Pengamat dan khususnya futurolog menganggap krisis besar yang melanda umat manusia tidak akan dapat diatasi dengan keunggulan iptek dan kebesaran ideologi yang dianut oleh negara terkemuka. Ideologi sosialisme-komunisme misalnya yang telah gagal total. Ideologi lainnya seperti kapitalisme liberalisme juga dianggap goyah dan rapuh, tinggal menunggu lonceng kematian.
Agama mulai dilirik sebagai harapan dan benteng terakhir untuk menyelamatkan manusia dari kehancuran yang mengerikan. Mungkin ini pula yang mendasari futurolog, seperti Alvin Toffler dengan bukunya The Third Wave dan John Naisbit dan istrinya Patricia Aburdene mengatakan, pada abad ke-21 akan terjadi kebangkitan agama yang disebut dengan istilah The Age of Religion.
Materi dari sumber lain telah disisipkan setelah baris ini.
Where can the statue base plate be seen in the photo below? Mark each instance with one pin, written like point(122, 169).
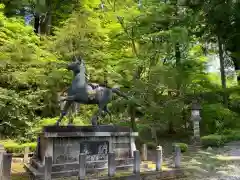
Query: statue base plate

Tren kembali kepada agama ternyata juga telah berorientasi kepada spiritualisme, bukan religius formal yang konvensional. Annemarie Schimmel dalam bukunya Mystical Dimensions of Islam mengakui masyarakat modern tampaknya enggan terkait dengan agama formal. Mereka lebih tertarik dengan meditasi, zikir, dan olah rohani yang lainnya dibanding dimensi ritual, moral, dan sosial pada agama tertentu.
Berpedoman Syara'
Tasawuf dan masyarakat modern adalah dua sifat yang berbeda atau bahkan berseberangan dengan nilai-nilai hidup masyarakat modern. Penilaian seperti ini setidaknya perlu dikaji kembali, sebagai upaya untuk menjelaskan tasawuf atau sufisme yang sebenarnya.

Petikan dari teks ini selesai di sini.